Tu connais ce moment un peu flottant, à moitié endormi, où tu n’es pas encore tout à fait là, mais tu essaies déjà de fonctionner comme une personne. Le café n’est encore qu’une promesse, tes pensées s’organisent lentement, et tu fais machinalement ce que tu as l’habitude de faire. Ce sont justement ces petits gestes presque invisibles qui en disent le plus sur toi. Pas fort, pas dramatique, mais doucement, un peu mignon, un peu sincère. Voici 7 choses que ta routine matinale te communique !
Tu te lèves tout de suite ou tu négocies encore avec ton réveil ?
Si tu te lèves dès la première sonnerie, tu aimes probablement garder le contrôle et ne pas perdre de temps. Mais si tu te recouches deux ou trois fois, ce n’est pas de la paresse, c’est plutôt un petit attachement à cette bulle chaude et sécurisante où il n’y a aucune attente. Ce n’est pas fuir la journée, juste rester un peu plus là où tout est plus simple. Et avouons-le, le bouton snooze est parfois plus un soutien émotionnel qu’une fonction.

Quel est ton premier geste ?
Téléphone ? Machine à café ? Ou tu restes simplement assis au bord du lit, perdu dans tes pensées ? Ce avec quoi tu commences ta journée en dit beaucoup sur ta connexion initiale : vers l’extérieur ou vers toi-même. Si tu as besoin d’un stimulus immédiat, c’est souvent que tu veux « t’allumer » vite et te mettre dans l’ambiance du jour. Si tu t’accordes quelques minutes de calme, c’est plutôt pour te recentrer avant d’ouvrir la porte au monde. Et souvent, ce premier choix influence subtilement le rythme de ta journée.

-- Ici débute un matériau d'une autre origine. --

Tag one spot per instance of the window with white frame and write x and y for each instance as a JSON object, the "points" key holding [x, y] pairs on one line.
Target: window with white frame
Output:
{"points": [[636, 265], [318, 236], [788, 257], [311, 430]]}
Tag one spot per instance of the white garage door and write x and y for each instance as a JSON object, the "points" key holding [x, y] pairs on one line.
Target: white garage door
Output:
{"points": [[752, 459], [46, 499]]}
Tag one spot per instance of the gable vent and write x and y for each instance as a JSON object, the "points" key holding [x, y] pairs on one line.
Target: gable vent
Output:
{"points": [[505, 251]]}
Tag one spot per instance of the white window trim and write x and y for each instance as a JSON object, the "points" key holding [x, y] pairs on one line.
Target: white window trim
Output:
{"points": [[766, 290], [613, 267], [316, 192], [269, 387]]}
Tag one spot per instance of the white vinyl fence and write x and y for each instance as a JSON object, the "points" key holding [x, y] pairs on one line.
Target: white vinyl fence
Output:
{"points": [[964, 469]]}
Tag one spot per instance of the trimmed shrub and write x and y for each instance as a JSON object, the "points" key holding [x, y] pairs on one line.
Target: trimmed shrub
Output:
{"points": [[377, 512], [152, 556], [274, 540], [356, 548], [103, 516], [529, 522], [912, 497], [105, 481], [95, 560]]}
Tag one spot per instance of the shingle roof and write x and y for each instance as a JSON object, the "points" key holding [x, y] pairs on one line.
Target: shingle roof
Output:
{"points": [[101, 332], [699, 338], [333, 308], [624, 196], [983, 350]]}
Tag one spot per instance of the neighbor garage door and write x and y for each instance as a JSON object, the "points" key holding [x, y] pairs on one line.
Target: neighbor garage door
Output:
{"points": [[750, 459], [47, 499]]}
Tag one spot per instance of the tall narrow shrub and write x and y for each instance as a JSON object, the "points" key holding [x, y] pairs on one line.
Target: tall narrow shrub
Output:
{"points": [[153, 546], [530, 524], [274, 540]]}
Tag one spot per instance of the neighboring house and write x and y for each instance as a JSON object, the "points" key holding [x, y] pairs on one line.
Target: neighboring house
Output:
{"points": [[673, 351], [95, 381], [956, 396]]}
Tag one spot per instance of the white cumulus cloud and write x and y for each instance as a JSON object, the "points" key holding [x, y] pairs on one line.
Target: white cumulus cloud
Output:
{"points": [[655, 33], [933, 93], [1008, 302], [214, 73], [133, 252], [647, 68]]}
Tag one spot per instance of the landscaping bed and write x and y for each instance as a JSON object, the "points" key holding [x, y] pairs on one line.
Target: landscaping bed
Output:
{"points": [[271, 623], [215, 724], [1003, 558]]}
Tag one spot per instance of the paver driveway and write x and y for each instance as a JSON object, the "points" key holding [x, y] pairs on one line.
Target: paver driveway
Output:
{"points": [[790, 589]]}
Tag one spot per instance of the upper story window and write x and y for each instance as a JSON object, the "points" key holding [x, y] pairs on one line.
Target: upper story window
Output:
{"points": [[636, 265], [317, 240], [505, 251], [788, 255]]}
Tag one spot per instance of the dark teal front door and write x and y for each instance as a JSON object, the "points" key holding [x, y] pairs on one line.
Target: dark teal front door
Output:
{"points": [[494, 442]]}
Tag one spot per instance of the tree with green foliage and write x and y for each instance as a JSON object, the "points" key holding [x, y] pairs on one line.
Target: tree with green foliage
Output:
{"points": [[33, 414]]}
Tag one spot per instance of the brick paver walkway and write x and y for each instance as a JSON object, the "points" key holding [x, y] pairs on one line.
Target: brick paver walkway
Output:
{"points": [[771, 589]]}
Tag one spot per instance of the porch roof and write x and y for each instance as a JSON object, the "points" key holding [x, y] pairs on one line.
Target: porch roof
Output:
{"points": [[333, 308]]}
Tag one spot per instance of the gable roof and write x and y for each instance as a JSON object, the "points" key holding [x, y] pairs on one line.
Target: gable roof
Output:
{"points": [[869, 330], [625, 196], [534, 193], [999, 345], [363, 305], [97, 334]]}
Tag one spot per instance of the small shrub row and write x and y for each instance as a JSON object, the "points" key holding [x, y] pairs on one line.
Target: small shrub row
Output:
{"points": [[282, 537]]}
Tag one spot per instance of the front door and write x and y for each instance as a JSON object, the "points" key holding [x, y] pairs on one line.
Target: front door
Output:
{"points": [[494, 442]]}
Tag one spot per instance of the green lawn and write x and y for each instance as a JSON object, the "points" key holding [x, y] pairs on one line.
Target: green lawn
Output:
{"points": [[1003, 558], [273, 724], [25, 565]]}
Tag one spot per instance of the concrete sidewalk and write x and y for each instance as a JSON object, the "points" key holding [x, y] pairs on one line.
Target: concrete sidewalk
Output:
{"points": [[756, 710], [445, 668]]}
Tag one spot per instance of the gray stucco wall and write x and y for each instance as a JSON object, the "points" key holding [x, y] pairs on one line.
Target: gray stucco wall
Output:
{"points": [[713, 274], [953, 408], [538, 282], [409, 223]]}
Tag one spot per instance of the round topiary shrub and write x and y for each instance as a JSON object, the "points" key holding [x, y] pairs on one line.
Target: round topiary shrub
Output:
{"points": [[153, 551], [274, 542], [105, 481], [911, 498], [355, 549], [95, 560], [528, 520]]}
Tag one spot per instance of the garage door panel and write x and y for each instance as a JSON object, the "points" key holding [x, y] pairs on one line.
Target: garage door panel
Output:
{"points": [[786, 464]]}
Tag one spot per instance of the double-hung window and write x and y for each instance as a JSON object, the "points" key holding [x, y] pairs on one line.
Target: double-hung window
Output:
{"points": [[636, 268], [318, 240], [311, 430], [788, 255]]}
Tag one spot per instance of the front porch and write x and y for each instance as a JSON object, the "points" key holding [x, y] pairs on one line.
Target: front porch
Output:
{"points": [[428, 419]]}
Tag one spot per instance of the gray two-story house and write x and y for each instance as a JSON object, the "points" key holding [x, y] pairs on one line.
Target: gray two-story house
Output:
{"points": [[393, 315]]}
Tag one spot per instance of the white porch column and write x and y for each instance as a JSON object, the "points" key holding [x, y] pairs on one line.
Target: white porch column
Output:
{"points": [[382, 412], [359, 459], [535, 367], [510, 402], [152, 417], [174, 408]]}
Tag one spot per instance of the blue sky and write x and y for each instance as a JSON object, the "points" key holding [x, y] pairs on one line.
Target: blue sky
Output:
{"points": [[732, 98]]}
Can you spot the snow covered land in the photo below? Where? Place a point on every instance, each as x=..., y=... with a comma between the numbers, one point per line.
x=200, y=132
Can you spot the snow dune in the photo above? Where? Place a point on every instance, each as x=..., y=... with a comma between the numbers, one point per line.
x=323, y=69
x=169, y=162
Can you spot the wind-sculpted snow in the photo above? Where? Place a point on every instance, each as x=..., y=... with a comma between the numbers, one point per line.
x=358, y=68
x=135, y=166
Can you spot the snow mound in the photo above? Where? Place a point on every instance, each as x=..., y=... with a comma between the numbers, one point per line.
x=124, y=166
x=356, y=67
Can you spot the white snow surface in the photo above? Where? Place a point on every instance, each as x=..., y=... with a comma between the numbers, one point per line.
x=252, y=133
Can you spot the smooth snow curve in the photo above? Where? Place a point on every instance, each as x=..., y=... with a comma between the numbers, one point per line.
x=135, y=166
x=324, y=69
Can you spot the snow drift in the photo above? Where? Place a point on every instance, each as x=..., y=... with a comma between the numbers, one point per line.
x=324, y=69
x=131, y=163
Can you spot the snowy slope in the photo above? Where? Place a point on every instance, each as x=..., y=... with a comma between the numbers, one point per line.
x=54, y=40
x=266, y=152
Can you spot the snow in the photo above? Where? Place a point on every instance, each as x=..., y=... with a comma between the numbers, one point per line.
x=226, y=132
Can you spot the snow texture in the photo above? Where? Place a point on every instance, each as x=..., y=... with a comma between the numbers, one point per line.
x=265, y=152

À quel point es-tu strict·e avec ta routine matinale ?
Certain·es savent précisément ce qui vient après quoi. D’autres improvisent un peu chaque matin. L’un·e cherche la sécurité dans la structure, l’autre la liberté dans la flexibilité. Les deux sont des formes d’auto-protection, juste différentes.

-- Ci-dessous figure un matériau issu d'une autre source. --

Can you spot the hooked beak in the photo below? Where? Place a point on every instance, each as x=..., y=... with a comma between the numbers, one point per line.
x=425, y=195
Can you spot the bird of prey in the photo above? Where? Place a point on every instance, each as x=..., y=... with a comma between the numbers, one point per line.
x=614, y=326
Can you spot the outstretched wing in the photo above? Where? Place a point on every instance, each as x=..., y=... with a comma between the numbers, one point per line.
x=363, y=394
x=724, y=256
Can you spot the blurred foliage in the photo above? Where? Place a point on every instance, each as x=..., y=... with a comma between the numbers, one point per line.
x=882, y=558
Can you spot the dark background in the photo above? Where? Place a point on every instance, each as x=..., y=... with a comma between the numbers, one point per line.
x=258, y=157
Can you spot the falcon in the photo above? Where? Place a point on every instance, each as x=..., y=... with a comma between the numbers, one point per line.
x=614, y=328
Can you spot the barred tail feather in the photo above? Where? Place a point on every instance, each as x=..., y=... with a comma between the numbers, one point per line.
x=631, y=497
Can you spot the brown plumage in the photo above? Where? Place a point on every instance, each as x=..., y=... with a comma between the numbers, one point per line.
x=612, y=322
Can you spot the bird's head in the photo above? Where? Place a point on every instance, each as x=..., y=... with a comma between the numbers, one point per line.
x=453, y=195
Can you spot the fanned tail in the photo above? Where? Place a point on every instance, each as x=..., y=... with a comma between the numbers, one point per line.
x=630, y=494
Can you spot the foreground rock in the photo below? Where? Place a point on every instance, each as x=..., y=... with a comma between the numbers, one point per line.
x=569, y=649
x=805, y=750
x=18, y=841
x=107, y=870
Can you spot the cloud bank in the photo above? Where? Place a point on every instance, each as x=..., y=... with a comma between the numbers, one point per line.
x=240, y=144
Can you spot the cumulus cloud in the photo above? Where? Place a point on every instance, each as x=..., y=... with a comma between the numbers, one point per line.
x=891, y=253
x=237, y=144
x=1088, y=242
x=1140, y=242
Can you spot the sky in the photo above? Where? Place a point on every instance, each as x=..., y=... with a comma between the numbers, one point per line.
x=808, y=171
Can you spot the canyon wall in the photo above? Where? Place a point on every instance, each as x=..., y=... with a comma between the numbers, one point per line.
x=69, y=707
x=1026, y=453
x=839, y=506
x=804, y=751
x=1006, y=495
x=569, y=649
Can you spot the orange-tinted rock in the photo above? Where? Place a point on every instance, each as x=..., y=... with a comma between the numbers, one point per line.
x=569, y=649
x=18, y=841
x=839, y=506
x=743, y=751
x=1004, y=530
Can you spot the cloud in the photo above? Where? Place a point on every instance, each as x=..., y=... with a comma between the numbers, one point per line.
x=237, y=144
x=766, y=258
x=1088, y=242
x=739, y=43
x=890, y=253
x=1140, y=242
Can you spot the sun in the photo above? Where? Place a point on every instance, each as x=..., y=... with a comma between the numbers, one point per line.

Le petit-déjeuner, un moment plaisir ou tu le zappes ?
Si tu prends un petit-déjeuner et que tu t’assois vraiment pour manger, cela montre que tu prends soin de toi, même avant la course du matin. Pas forcément parfaitement, mais « assez bien ». Si tu le sautes souvent, ce n’est pas de la paresse, c’est plutôt que la journée démarre déjà à toute vitesse et que tu as peu de temps pour toi. Souvent, ça veut dire que tu commences ta journée un peu à la traîne avec toi-même.

Combien de temps t’accordes-tu ?
Certain·es réagissent immédiatement aux autres le matin, messages, tâches, obligations. D’autres préfèrent d’abord « se remettre en place » avant de sortir dans le monde. Cela dépend souvent de la place que tu te laisses dans ta propre journée.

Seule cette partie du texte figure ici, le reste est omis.